Meantime, Mr. Wheeler will exercise what FCC lawyers call “editorial privileges,” allowing him to craft his arguments after reading the two dissents. Taxpayers might prefer that regulators analyze the pros and cons beforevoting to impose something on the whole country, and we hope judges feel the same way when the rules are challenged in court.

But based on an FCC summary, it’s clear that the agency has done administratively what Congress has always refused to do: make the old telephone and broadcasting overseer the general regulator of the Internet. Providers of broadband services will be barred from employing any “unjust or unreasonable practices,” whatever FCC bureaucrats decide those words mean. The FCC release also makes clear that government attorneys—not engineers—will decide what “reasonable network management” is.

And while “net neutrality,” the fuzzy concept used to justify these rules, was originally sold as a way to ensure that consumers are treated well, the rules will go well beyond those customers. Digital communications networks that exchange Internet traffic will also have to be “just and reasonable” with each other. The bureaucrats will exercise their discretion to define those words case-by-case, always listening to the best-paid lobbyists.

It’s hard to imagine a more just and reasonable market than today’s Internet. According to the website DrPeering, which tracks the agreements among communications companies to move information, the price of moving data across the Internet has been falling roughly 30% a year since the late 1990s. That collapsing cost per bit is a big reason Internet usage has skyrocketed. Consumers downloading huge volumes of video are paying bills not much different than when they were mainly visiting static websites.
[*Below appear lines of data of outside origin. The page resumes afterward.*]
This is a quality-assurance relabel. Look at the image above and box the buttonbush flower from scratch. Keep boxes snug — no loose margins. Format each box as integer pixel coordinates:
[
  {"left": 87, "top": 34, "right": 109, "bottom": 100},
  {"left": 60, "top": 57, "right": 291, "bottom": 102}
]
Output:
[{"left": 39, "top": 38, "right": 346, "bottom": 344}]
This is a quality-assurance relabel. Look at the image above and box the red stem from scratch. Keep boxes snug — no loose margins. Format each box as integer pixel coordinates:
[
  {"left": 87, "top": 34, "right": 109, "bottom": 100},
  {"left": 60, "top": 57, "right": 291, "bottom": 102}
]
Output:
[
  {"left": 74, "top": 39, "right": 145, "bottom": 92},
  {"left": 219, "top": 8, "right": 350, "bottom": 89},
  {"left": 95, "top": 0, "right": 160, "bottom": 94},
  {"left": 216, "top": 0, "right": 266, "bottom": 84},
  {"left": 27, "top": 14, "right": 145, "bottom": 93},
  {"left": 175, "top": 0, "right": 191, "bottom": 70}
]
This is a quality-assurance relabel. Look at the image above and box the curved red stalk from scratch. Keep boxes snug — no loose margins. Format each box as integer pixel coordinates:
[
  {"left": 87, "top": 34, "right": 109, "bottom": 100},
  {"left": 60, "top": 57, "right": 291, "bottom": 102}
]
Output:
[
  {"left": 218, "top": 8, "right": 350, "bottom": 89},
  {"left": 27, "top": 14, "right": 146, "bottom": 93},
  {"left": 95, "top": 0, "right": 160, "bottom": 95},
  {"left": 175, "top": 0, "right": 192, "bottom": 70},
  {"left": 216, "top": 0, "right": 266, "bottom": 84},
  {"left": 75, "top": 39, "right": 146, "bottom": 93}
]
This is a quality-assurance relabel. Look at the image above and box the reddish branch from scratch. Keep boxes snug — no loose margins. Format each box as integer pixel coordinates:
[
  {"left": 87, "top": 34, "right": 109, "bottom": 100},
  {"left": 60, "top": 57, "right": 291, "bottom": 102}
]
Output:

That isn’t good enough for the likes of Netflix , which now generates more than a third of all Internet traffic, and other major bandwidth users that are the chief lobbyists for the new FCC rules. Netflix doesn’t detail its spending on Internet transport, though a telecom source estimates Netflix spends less than a penny for every movie it sends to a customer. But now CEO Reed Hastings has succeeded in subjecting the entire Internet economy to regulations that will be far more expensive.

The FCC’s Democrats promise—for now—to “forbear” from enforcing 700 of the most onerous and unnecessary of the old telephone regulations. But dissenting GOP Commissioner Mike O’Rielly calls it “fauxbearance” because the authorities the FCC is assuming are so broad it can still dictate conditions and practices that were subject to the old rules. And even if they do forbear, activists will sue to force the FCC to regulate under the “just and reasonable” standard.

Under the new rules, an Internet company must be sure that its innovations and actions don’t “unreasonably disadvantage” others. Would Apple even exist if the government had forced Steve Jobs to be “reasonable” with all of his competitors?

The FCC’s power grab is so comprehensive that Google and the other Silicon Valley grandees who promoted regulation may soon come to regret it. Mr. O’Rielly says the agency could enforce the rules against website operators like Google or Facebook . The new rules will also unleash a torrent of lawsuits, and nobody is better at maneuvering through the bureaucracy than giant companies like AT&T and Verizon . The losers will be the smaller companies that can’t afford a lobbying machine.

Congress likely won’t be able to stop the FCC, so the best near-term response will have to come in the courts. In the best case, the lawsuits will delay the new rules until after the 2016 election. Then a new President less set on political control can appoint a new FCC and rewrite this effort to subject this great engine of American innovation to the untender clutches of the same folks who brought you ObamaCare.